If we were to revisit Ian Glynn’s Elegance in Science, armed with an updated definition of beauty and truth, we see the economy of the experiments described in a whole new light. Consider again Young’s double-slit experiment. The monumental insight afforded by the outcome is seemingly magnified by the simplicity of the experiment. The beauty of this experiment is not appreciated in its entirety, without simultaneously being aware of the precedent prevailing theories, the available technologies at the time, and the radical implications of the confounding result. This lends credence to McAllister’s definition of beauty in science being a perception rather than a property.
However, the sheer elegance of it was so overwhelmingly convincing that an otherwise mind-boggling conclusion, that light is both a particle and a wave, is accepted without much ado. McAllister’s construction of aesthetic canon being challenged leading to aesthetic rupture (and thus a revolution) is not evident here. It is the author’s continuing belief that revolution in science does not follow automatically from a deviation from aesthetic canon. Furthermore it is the author’s view that revolution in science is not always defined and precipitated by aesthetic rupture.
One thing that stands out more than ever, in the reading of the books, is the realisation that the greatest thing Science has ever offered mankind is not fact, but experiment. Be it the ingenious attempts of Thomas Young to establish light as either a wave or a particle, or the fact that this experiment was foundational to some of Einstein’s theories and similarly foundational to quantum mechanics which Einstein could not easily digest, the prevailing opinions and theories may have changed drastically but the simple experiment itself was infallible. This insight, now more than ever, puts Science in perspective.

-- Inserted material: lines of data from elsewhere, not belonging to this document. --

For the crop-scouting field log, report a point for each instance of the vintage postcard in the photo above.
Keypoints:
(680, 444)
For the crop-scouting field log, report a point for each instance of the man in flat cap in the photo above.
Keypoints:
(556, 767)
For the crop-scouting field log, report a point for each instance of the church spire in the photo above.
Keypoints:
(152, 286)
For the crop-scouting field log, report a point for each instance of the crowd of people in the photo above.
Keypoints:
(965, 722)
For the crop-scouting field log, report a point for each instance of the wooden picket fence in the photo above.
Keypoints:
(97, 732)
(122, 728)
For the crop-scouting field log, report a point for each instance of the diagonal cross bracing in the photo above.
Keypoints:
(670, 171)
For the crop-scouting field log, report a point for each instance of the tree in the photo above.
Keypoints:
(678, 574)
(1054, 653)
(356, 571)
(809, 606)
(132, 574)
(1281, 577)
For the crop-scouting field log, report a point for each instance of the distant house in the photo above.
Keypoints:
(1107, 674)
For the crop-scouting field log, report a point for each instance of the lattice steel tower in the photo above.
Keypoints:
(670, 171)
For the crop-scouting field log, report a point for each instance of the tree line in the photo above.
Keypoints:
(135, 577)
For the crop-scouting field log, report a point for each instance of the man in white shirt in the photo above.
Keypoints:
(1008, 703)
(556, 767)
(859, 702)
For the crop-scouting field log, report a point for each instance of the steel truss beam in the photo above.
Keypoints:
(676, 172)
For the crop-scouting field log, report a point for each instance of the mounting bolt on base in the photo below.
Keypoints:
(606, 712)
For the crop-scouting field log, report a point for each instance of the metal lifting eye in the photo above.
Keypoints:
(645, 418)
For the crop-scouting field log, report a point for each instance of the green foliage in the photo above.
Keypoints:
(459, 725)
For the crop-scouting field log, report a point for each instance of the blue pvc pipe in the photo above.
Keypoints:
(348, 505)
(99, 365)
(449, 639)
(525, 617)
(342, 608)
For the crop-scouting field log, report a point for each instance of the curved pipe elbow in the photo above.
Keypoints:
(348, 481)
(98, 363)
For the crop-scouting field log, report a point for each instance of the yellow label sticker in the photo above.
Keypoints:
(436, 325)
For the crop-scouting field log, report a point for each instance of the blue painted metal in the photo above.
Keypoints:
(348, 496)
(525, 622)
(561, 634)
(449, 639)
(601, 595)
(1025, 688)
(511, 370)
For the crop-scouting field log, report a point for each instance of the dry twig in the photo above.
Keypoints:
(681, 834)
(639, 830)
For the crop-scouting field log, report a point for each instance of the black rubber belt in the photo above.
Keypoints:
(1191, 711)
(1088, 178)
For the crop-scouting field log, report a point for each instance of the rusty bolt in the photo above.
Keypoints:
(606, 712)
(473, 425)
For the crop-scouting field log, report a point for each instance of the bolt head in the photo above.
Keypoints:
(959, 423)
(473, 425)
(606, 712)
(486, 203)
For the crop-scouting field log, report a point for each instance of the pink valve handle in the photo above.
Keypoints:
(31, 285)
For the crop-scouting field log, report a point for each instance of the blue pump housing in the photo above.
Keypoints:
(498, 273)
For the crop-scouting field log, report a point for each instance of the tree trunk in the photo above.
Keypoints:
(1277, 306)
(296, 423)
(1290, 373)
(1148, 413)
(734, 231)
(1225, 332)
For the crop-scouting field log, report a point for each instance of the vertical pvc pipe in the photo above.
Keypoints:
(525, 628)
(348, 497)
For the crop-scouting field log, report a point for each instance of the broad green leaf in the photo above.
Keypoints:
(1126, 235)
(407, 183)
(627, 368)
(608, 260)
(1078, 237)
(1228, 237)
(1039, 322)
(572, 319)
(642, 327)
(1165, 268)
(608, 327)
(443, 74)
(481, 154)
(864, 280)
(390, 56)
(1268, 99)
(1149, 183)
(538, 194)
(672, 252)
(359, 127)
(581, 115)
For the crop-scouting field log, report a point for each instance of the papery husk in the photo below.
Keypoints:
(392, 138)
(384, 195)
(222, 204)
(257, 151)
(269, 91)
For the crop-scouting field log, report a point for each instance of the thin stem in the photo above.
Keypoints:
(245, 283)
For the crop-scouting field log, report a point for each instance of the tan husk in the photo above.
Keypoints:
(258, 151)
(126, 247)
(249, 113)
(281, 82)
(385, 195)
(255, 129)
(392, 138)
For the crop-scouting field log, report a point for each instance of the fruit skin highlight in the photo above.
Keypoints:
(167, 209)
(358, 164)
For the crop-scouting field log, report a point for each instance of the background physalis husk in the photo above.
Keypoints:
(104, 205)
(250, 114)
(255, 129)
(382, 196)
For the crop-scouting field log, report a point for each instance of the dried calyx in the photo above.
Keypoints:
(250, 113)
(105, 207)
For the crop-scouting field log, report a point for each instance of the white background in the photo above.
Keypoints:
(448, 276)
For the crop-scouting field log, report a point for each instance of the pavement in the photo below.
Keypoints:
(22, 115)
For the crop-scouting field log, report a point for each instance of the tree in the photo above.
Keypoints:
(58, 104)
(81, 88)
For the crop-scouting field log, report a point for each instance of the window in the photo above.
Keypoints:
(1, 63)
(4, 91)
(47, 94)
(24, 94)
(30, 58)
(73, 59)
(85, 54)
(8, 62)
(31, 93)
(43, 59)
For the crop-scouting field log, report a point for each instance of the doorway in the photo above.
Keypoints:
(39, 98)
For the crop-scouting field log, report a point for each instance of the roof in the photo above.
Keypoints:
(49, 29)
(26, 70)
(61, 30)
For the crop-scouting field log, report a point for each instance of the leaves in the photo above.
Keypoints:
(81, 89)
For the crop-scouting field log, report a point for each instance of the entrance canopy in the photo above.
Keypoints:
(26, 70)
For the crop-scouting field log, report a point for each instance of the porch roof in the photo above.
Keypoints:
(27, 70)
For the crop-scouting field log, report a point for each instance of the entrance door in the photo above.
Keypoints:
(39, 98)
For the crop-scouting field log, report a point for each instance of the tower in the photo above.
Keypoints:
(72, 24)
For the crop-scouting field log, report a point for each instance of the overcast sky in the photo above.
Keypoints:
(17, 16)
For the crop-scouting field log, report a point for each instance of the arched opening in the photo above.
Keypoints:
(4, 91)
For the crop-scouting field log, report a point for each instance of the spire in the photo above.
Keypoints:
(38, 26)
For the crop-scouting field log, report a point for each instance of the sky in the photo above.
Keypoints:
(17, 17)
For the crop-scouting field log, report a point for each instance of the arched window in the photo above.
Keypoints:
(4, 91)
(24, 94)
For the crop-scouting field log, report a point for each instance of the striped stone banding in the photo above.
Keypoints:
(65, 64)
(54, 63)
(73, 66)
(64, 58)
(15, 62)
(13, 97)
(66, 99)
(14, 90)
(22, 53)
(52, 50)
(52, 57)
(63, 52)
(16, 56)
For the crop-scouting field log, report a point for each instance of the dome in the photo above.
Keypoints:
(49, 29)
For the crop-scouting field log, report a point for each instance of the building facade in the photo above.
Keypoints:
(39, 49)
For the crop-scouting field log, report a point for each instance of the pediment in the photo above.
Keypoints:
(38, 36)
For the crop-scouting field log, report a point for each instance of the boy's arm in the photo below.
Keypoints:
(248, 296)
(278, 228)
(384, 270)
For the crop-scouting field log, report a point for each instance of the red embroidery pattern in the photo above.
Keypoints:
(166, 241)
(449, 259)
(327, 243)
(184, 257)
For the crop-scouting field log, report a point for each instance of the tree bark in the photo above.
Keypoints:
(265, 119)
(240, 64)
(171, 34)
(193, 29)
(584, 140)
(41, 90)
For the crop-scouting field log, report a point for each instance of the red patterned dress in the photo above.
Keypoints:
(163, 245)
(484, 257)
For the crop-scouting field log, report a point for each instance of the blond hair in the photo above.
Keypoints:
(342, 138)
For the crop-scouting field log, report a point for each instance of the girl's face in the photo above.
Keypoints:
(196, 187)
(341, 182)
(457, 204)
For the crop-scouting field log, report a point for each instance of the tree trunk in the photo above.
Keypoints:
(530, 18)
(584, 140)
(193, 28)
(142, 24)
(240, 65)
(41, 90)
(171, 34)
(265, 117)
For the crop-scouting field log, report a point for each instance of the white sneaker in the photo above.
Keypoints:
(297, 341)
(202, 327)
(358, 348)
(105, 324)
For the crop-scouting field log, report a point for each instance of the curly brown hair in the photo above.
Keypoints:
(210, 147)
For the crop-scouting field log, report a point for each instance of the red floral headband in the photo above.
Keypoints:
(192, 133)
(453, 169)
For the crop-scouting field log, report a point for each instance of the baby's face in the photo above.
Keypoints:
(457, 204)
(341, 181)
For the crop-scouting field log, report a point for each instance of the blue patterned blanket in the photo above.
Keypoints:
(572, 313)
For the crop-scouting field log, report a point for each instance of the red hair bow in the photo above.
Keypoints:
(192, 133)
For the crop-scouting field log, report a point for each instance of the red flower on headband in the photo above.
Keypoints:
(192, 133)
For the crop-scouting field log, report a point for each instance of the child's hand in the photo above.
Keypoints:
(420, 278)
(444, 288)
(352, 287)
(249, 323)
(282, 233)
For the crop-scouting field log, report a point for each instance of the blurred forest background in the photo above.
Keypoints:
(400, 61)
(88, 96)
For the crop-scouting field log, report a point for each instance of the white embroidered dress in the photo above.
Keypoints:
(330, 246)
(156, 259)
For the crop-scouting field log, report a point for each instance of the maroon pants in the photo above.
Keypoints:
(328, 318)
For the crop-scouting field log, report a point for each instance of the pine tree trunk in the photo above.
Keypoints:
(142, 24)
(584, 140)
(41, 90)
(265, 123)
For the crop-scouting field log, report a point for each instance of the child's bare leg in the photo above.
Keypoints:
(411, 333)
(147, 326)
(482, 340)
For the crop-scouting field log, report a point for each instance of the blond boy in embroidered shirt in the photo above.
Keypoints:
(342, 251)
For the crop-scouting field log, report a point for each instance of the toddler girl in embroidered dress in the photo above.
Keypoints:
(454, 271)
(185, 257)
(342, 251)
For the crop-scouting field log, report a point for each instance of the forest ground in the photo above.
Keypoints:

Indeed, as Ian Glynn’s Elegance in Science illustrates, through the centuries, it is through the power of experiment that progress has been made, time and time again. This too leads me to another startling insight. Other than the ingenuity of designing, nay inventing, new experiments, scientists advance the other remarkable tool in the scientific method, the hypothesis. Why are hypotheses important? To hypothesise is to suggest a mechanism linking cause and effect; it suggests that every phenomenon can be explained logically, systematically and most importantly, reproducibly. Indeed it would be reasonable to say that hypothesis and experiment are related the same way science and technology are related. And so, (technological) progress can be seen to be inevitable when proceeding with the scientific method.
And finally, McAllister’s Beauty and Revolution in Science imparts a reverence for aesthetics in science to a degree, and a greater degree, respect for the philosophy of science. Indeed it is only through the lens of philosophy of science that an otherwise shallow criterion like the importance of perceived elegance of scientific theories, in this case, could be critically examined, dissected and validated. And in so doing, the validity (or the bias) in the scientific method is elucidated, improving the scientific method in a holistic manner, i.e. not just technically and theoretically, but also ethically and epistemologically.